Gascoyne shook his head. He hated clashing and conflict above all
things, and was for peace. Why should they thus rush to thrust
themselves into trouble? Let matters abide as they were a little
longer; surely life was pleasant enough without turning it all
topsy-turvy. Then, with a sort of indignation, why should Myles,
who had only come among them a month, take such service more to
heart than they who had endured it for years? And, finally, with
the hopefulness of so many of the rest of us, he advised Myles to
let matters alone, and they would right themselves in time.
But Myles's mind was determined; his active spirit could not
brook resting passively under a wrong; he would endure no longer,
and now or never they must make their stand.

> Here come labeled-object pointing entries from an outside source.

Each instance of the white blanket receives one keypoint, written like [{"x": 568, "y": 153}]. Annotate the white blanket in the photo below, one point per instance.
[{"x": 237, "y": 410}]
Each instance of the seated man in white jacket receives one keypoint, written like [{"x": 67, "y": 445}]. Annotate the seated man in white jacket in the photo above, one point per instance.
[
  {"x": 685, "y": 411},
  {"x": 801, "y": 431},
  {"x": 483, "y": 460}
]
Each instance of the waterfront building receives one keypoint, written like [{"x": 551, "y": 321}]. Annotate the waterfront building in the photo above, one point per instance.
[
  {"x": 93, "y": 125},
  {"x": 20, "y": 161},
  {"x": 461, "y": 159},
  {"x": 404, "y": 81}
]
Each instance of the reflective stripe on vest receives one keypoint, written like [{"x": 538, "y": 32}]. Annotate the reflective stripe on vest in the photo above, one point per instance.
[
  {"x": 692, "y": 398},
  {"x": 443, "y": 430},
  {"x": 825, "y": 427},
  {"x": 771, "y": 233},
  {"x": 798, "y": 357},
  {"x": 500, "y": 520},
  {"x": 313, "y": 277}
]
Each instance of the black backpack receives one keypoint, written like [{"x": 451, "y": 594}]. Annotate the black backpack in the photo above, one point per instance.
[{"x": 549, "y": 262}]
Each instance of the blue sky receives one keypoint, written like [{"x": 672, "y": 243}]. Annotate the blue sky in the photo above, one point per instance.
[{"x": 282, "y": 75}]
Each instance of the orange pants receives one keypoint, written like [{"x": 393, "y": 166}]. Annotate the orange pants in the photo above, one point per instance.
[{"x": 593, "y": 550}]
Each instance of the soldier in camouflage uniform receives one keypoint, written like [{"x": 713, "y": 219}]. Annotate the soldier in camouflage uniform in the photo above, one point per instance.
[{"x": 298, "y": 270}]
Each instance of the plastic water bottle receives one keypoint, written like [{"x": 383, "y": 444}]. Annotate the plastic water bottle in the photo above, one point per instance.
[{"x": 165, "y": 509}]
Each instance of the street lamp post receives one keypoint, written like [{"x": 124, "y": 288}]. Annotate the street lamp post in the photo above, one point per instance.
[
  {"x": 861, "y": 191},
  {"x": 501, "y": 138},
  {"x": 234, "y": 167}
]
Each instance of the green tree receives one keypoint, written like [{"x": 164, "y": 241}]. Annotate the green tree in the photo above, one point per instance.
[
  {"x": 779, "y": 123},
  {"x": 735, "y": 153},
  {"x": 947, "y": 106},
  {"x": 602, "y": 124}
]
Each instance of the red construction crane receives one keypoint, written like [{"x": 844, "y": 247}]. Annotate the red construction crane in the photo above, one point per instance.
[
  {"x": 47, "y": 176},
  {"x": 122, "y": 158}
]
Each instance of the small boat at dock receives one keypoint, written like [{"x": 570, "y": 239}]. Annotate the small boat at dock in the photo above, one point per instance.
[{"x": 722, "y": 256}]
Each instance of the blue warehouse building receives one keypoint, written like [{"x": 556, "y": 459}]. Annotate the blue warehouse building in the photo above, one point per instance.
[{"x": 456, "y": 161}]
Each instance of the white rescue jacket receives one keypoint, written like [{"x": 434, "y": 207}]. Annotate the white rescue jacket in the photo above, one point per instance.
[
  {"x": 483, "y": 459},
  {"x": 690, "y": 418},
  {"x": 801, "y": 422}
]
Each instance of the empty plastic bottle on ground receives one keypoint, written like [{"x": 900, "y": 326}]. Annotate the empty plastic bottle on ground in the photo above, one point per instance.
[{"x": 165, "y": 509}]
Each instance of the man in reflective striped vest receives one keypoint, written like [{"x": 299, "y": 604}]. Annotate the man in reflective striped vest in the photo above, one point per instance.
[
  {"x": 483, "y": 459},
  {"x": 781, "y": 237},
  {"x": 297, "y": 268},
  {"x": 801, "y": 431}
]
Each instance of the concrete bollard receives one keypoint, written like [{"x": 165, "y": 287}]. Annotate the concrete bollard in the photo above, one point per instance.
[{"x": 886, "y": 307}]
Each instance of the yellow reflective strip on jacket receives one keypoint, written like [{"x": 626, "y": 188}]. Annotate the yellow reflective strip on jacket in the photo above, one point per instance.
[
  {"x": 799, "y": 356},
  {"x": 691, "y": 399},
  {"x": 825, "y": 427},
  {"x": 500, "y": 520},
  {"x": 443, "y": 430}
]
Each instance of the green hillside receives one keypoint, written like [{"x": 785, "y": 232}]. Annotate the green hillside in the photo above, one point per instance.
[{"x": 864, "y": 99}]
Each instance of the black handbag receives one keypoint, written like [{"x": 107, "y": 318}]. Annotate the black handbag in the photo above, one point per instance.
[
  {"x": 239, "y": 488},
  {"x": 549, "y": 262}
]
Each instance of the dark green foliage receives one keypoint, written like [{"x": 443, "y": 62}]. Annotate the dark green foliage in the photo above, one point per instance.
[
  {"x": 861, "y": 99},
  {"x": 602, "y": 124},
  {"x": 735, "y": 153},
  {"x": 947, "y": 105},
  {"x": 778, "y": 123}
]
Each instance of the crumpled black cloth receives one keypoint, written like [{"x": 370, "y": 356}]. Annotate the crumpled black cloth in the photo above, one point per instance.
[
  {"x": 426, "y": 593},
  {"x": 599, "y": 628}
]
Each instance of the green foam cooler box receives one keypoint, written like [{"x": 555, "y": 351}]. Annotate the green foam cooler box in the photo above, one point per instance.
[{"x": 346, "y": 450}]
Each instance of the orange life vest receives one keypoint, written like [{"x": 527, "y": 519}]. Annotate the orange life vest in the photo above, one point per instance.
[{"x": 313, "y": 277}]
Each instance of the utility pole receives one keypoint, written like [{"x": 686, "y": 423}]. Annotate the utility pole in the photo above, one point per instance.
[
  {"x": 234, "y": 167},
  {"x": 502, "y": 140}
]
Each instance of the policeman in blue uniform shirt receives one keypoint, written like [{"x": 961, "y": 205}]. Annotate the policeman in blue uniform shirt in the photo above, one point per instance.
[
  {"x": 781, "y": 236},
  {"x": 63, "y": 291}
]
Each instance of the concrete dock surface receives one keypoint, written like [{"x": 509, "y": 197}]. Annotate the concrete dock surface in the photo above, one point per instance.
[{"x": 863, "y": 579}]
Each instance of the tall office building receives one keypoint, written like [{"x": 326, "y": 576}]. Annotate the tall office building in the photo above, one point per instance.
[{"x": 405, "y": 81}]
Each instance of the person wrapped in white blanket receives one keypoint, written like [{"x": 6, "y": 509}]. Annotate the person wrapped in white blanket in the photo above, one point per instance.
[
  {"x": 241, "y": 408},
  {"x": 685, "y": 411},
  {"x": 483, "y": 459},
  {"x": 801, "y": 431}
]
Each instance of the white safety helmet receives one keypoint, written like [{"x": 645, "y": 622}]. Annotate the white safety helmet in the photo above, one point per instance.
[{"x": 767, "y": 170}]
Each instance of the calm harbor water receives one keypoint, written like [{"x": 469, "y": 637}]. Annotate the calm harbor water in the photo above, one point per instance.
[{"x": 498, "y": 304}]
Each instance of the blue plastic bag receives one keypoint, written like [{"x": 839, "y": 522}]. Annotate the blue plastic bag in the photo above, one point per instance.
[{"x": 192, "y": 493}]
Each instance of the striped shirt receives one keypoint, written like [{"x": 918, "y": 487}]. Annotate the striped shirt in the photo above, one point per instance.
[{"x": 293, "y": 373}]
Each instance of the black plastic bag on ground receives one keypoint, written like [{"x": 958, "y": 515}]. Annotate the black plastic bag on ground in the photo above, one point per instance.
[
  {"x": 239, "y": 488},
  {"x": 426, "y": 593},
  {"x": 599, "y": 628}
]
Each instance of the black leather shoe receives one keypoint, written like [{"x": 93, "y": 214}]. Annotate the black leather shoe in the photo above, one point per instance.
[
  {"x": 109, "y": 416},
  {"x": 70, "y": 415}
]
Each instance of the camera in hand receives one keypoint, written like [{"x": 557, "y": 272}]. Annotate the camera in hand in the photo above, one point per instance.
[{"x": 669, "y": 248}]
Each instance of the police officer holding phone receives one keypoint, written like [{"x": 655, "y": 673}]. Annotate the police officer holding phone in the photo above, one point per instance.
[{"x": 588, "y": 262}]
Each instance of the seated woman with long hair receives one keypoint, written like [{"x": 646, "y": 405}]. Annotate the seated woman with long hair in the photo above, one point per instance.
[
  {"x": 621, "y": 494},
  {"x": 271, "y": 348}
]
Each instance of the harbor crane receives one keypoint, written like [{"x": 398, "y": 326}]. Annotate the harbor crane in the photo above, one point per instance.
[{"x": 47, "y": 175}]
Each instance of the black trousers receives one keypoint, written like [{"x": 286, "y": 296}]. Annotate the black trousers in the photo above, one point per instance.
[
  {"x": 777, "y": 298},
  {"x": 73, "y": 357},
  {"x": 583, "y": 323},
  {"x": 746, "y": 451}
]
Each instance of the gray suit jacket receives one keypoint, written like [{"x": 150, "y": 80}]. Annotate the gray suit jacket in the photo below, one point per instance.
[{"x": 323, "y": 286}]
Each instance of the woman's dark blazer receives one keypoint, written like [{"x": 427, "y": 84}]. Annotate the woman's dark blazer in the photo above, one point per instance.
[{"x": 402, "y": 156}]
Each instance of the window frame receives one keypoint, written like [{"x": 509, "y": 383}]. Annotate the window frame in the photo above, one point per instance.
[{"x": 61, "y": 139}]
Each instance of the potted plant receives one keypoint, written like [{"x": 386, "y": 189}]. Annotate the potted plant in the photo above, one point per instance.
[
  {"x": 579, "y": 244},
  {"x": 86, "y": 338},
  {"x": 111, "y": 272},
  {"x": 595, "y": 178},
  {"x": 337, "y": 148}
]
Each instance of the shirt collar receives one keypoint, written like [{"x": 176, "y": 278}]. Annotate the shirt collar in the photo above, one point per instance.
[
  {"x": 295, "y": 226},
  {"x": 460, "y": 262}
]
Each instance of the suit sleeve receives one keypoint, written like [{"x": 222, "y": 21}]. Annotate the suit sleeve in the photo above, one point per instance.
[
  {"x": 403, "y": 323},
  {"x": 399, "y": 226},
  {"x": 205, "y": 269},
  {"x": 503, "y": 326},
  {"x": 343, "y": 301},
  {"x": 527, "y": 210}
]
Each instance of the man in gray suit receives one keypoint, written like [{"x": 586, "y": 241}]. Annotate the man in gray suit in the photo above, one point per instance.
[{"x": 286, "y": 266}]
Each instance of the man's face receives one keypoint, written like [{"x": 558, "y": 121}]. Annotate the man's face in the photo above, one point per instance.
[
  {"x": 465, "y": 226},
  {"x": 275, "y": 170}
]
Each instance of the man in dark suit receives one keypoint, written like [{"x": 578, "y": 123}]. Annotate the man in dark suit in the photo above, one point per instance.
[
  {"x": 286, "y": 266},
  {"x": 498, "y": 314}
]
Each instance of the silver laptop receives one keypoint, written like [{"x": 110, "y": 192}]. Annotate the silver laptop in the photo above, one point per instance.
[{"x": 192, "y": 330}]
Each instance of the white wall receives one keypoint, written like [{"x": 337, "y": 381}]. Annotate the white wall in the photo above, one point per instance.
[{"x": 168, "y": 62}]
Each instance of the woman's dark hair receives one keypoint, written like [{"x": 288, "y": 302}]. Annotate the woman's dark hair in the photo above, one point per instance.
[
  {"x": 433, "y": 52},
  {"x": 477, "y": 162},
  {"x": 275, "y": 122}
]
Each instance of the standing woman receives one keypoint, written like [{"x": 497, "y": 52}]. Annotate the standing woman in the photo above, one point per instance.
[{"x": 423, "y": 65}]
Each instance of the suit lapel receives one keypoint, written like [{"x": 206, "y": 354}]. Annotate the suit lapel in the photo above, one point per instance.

"But look thee, Myles Falworth," said Gascoyne, "all this is not
to be done withouten fighting shrewdly. Wilt thou take that
fighting upon thine own self? As for me, I tell thee I love it
not."
"Why, aye," said Myles; "I ask no man to do what I will not do
myself."
Gascoyne shrugged his shoulders. "So be it," said he. "An thou
hast appetite to run thy head against hard knocks, do it i'
mercy's name! I for one will stand thee back while thou art
taking thy raps."
There was a spirit of drollery in Gascoyne's speech that rubbed
against Myles's earnestness.
"Out upon it!" cried he, his patience giving way. "Seest not that
I am in serious earnest? Why then dost thou still jest like Mad
Noll, my Lord's fool? An thou wilt not lend me thine aid in this
matter, say so and ha' done with it, and I will bethink me of
somewhere else to turn."
Then Gascoyne yielded at once, as he always did when his friend
lost his temper, and having once assented to it, entered into the
scheme heart and soul. Three other lads--one of them that tall
thin squire Edmund Wilkes, before spoken of-- were sounded upon
the subject. They also entered into the plan of the secret
organization with an enthusiasm which might perhaps not have been
quite so glowing had they realized how very soon Myles designed
embarking upon active practical operations. One day Myles and
Gascoyne showed them the strange things that they had discovered
in the old tower--the inner staircases, the winding passage-ways,
the queer niches and cupboard, and the black shaft of a well that
pierced down into the solid wall, and whence, perhaps, the old
castle folk had one time drawn their supply of water in time of
siege, and with every new wonder of the marvellous place the
enthusiasm of the three recruits rose higher and higher. They
rummaged through the lumber pile in the great circular room as
Myles and Gascoyne had done, and at last, tired out, they
ascended to the airy chapel, and there sat cooling themselves in
the rustling freshness of the breeze that came blowing briskly in
through the arched windows.
It was then and there that the five discussed and finally
determined upon the detailed plans of their organization,
canvassing the names of the squirehood, and selecting from it a
sufficient number of bold and daring spirits to make up a roll of
twenty names in all.
Gascoyne had, as I said, entered into the matter with spirit, and
perhaps it was owing more to him than to any other that the
project caught its delightful flavor of romance.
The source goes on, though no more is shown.